Page:Laberge - La Scouine, 1918.djvu/49

La bibliothèque libre.
Cette page a été validée par deux contributeurs.


XII.



L’ON traversait une mauvaise année. Le charbon avait effroyablement décimé les troupeaux et le blé était venu de si mauvaise qualité que, dans trente paroisse, les habitants mangeaient un pain lourd, fade, impossible à cuire, et qui filait comme une toile d’araignée lorsqu’on le rompait. Pour comble de malchance, la récolte avait été très mauvaise, et les fermiers allaient soucieux, jongleurs, la tête basse, voyant avec effroi arriver la date des paiements.

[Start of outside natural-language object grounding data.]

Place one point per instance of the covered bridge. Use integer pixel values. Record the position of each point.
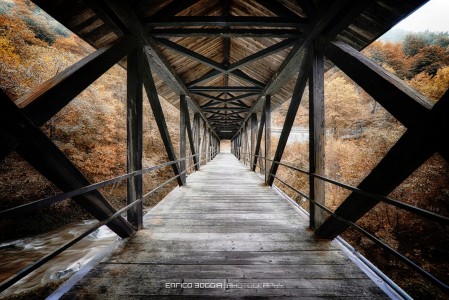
(226, 65)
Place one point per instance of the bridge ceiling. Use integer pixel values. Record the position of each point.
(226, 55)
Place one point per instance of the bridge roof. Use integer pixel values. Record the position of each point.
(226, 55)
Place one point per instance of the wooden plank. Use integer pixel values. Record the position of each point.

Pendant longtemps, le pays avait été empesté d’une odeur de charogne. Du sein des campagnes verdoyantes et des champs en fleurs, la puanteur s’élevait écœurante, insupportable. Elle assaillait les passants sur les routes et semblait vouloir empoisonner les légers nuages blancs qui glissaient là-haut. C’était à croire que la région était devenue un immense charnier, un amoncellement de pourriture et de corruption.

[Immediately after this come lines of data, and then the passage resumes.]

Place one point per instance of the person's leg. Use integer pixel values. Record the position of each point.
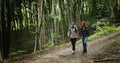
(72, 43)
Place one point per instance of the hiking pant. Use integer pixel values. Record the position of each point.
(84, 42)
(73, 42)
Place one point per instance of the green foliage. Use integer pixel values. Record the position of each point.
(104, 31)
(17, 53)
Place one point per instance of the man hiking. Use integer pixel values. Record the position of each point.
(84, 32)
(73, 34)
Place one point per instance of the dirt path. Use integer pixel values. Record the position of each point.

Et depuis quelque temps, une vieille voiture traînée par un vieux cheval allait par les chemins, arrêtant à chaque ferme. Elle était conduite par le Taon, garçon de seize ans, qui faisait le commerce des ferrailles, des os et des guenilles. En échange d’une pièce de ferblanterie ou deux, il obtenait la permission de ramasser les carcasses qui gisaient de tous côtés. Il les entassait dans sa charrette qui laissait après elle comme un sillage infect, une traînée de mortelle pestilence.